Spekulanten an den Agrarbörsen schaffen es nicht, bestehende Trends zu drehen. Sie springen aber auf einen bestehenden Trend auf und können ihn verstärken – dies durchaus in beide Richtungen. Aktuell signalisieren die Futures auf den Terminmärkten für Mais, Kaffee, Baumwolle oder Zucker auf Sicht von zwölf und mehr Monaten eine Entspannung – und wehe dem Spekulanten, der sich hier dagegenstemmt und verliert.

Spekulanten wurden auch für den Anstieg des Reispreises verantwortlich gemacht. Dabei wird Reis an Terminmärkten kaum gehandelt. Im Dezember 2010 etwa wurden an der CBoT 700-mal mehr Orders auf Mais als auf Reis abgegeben.

In der Praxis wird das Reisgeschäft von einer Handvoll Händlern und den Regierungen Südostasiens kontrolliert. Nicht die Spekulanten gaben 2007 den Startschuss zur Reis-Rally, sondern die Regierungen. Die Philippinen, einer der weltweit größten Reisexporteure, horteten riesige Mengen Reis aus Angst vor Hungeraufständen. Thailand und Indien verhängten ein Exportverbot. Der Reispreis stieg weiter, in Ägypten und Kamerun kam es deswegen zu Unruhen. Als sich abzeichnete, dass genug Reis auf dem Weltmarkt war, er nur falsch verteilt war, leerten die Asiaten ihre Lager, und der Reispreis brach ein – ganz ohne Spekulanten.

Schwer kalkulierbare Faktoren

Ähnliches wiederholt sich aktuell in Nordafrika, wo Regierungen aus Angst vor weiteren Protesten jetzt Getreide einkaufen und so den Weizenpreis treiben.

Preise an den Agrarmärkten, und das macht die Spekulation riskant, werden von einer Unmenge schwer kalkulierbarer Faktoren bestimmt: Lagerbestände, Handelsbeschränkungen, politische Einflussnahme, Veränderung von Verbrauchsgewohnheiten.

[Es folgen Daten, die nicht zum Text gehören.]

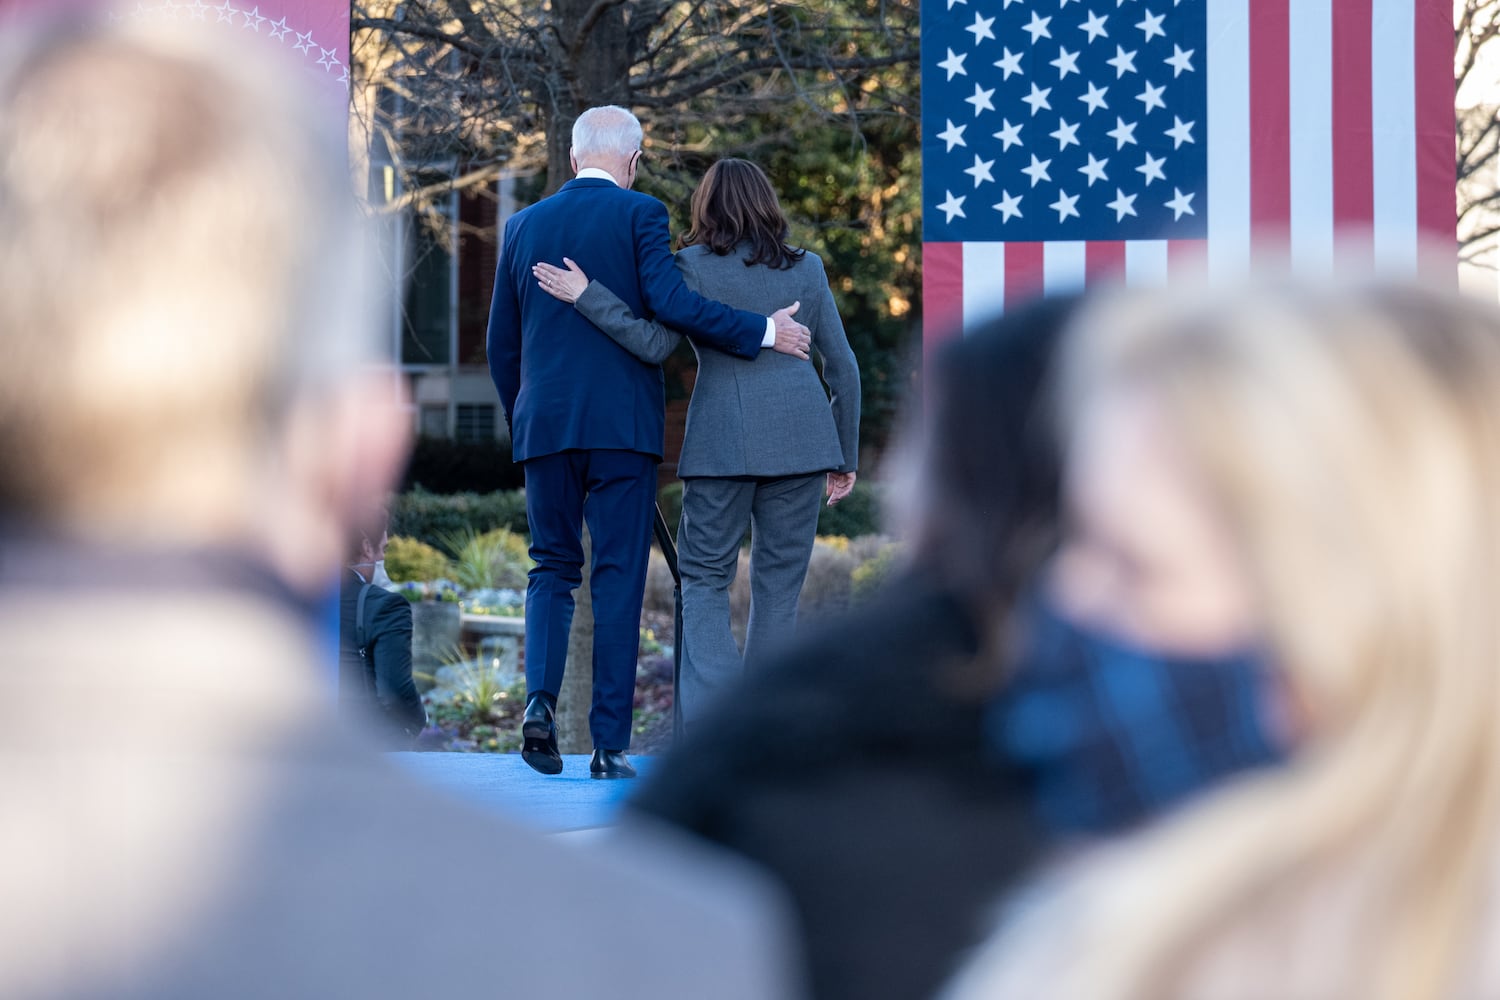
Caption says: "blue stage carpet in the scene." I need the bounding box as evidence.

Dominierend aber sind Hitze, Frost und Niederschläge. "Ernteerträge werden zu 70 Prozent vom Wetter beeinflusst", sagt Ralf Oberbannscheidt, Geschäftsführer des Vermögensverwalters Global Thematic Partners.

So geht der jüngste Preisanstieg bei Weizen auf Ernteausfälle nach der Dürre in Russland und den Überschwemmungen in Australien zurück. Trockenes Wetter in Südamerika und dem Westen der USA könnten die Knappheit weiter verschärfen. Die Wetterereignisse stehen im Zusammenhang mit dem Phänomen La Niña, das durch niedrige Temperaturen an der Meeresoberfläche ausgelöst wird.

Knappheit durch Biosprit

"La Niña sorgt im westlichen Pazifik für starke Regenfälle und Trockenheit in Südamerika und ist so stark wie etwa seit 40 Jahren nicht mehr", sagt Eliane Tanner, Rohstoffanalystin bei der Schweizer Bank Sarasin.

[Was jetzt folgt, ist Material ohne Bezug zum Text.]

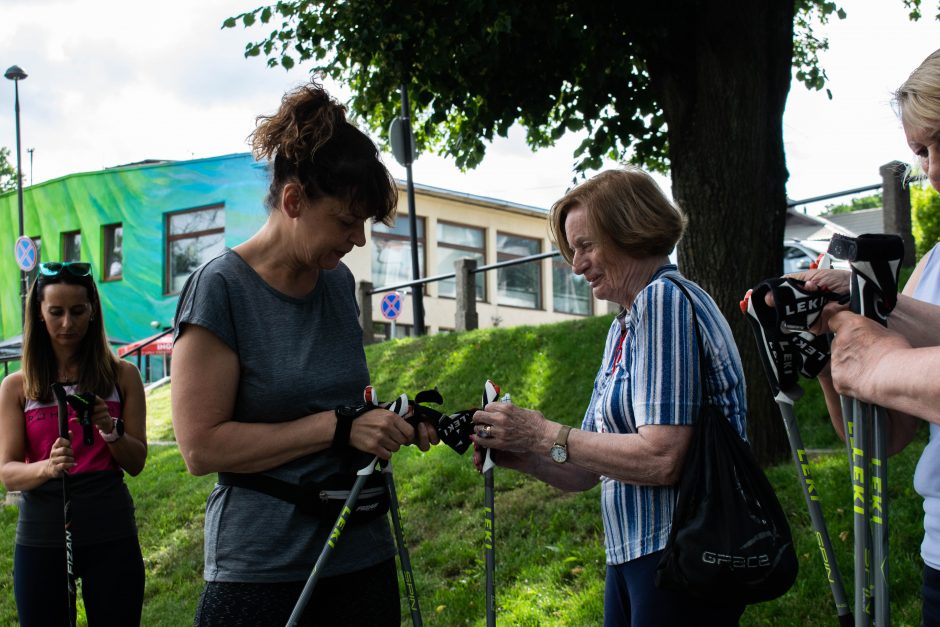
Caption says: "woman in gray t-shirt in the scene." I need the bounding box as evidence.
[172,80,437,627]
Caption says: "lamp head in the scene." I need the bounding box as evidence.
[4,65,27,81]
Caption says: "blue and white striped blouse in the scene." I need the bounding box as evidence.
[581,264,748,566]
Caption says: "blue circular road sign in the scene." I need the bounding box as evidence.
[15,236,37,272]
[380,291,404,321]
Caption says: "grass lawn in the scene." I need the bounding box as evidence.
[0,317,931,625]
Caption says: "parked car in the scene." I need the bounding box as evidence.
[783,239,850,274]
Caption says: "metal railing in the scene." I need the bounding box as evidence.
[366,250,562,296]
[360,250,566,343]
[121,327,174,382]
[787,183,882,208]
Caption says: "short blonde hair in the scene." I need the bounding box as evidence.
[894,48,940,132]
[549,167,687,264]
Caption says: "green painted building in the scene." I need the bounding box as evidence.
[0,153,270,345]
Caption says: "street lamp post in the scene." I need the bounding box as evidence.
[5,65,28,326]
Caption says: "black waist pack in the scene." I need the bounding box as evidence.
[654,276,798,605]
[218,470,390,526]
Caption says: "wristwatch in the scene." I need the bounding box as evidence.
[99,417,125,443]
[549,425,572,463]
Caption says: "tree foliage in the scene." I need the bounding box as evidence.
[0,147,18,194]
[912,182,940,258]
[903,0,940,19]
[822,192,883,216]
[224,1,848,175]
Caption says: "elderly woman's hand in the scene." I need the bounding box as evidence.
[828,310,912,403]
[786,268,850,295]
[471,402,552,454]
[471,444,529,473]
[762,268,851,335]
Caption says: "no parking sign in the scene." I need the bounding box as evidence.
[14,236,37,272]
[380,291,403,321]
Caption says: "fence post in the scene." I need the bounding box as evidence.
[455,258,479,331]
[359,281,375,345]
[880,160,916,266]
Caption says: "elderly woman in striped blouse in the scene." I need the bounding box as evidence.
[472,167,749,627]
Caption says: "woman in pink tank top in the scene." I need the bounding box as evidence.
[0,262,148,626]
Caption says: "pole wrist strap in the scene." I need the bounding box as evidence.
[332,404,372,450]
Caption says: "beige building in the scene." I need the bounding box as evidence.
[346,181,614,340]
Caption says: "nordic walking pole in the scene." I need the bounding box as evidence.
[829,233,904,627]
[51,383,77,627]
[870,401,890,626]
[382,386,455,626]
[849,396,872,627]
[286,455,380,627]
[480,379,501,627]
[382,460,422,626]
[742,286,852,625]
[286,390,410,627]
[780,393,854,625]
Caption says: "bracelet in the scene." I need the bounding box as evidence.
[98,417,125,443]
[332,405,372,450]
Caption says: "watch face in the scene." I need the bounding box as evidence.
[550,445,567,463]
[115,419,125,436]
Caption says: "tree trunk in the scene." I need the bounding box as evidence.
[646,2,796,465]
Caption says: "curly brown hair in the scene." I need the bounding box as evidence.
[249,80,397,224]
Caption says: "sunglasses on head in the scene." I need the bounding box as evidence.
[39,262,92,278]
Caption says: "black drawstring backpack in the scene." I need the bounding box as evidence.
[654,277,798,605]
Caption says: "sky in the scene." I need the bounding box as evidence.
[1,1,939,213]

Klimaforscher sagen generell eine Zunahme von Dürreperioden, Überschwemmungen und Stürmen voraus, begleitet von Ernteausfällen und Transportproblemen.

Die Bekämpfung von Klimaveränderung führt zu neuen Knappheiten: Für eine 100-Liter-Tankfüllung eines Geländewagens mit Ethanol etwa werden 240 Kilogramm Mais benötigt. Damit könnte ein Mensch ein Jahr lang ernährt werden. Wird er aber nicht, weil höhere Energiepreise und Subventionen die Produktion von Biokraftstoffen immer weiter in die Höhe treiben. Die Agrarsupermacht Brasilien verarbeitet bereits die Hälfte ihrer Zuckerrohrproduktion zu Bioethanol, die USA rund 40 Prozent ihrer Maisernte.

Weltweit, vom deutschen Raps bis zum asiatischen Palmöl, entstehen problematische Monokulturen. Der Anbau von Nutzpflanzen für Energiezwecke konkurriert mit der Nahrungsmittelproduktion um das knappe Gut Boden – ein preistreibender und ethisch kaum vertretbarer Faktor.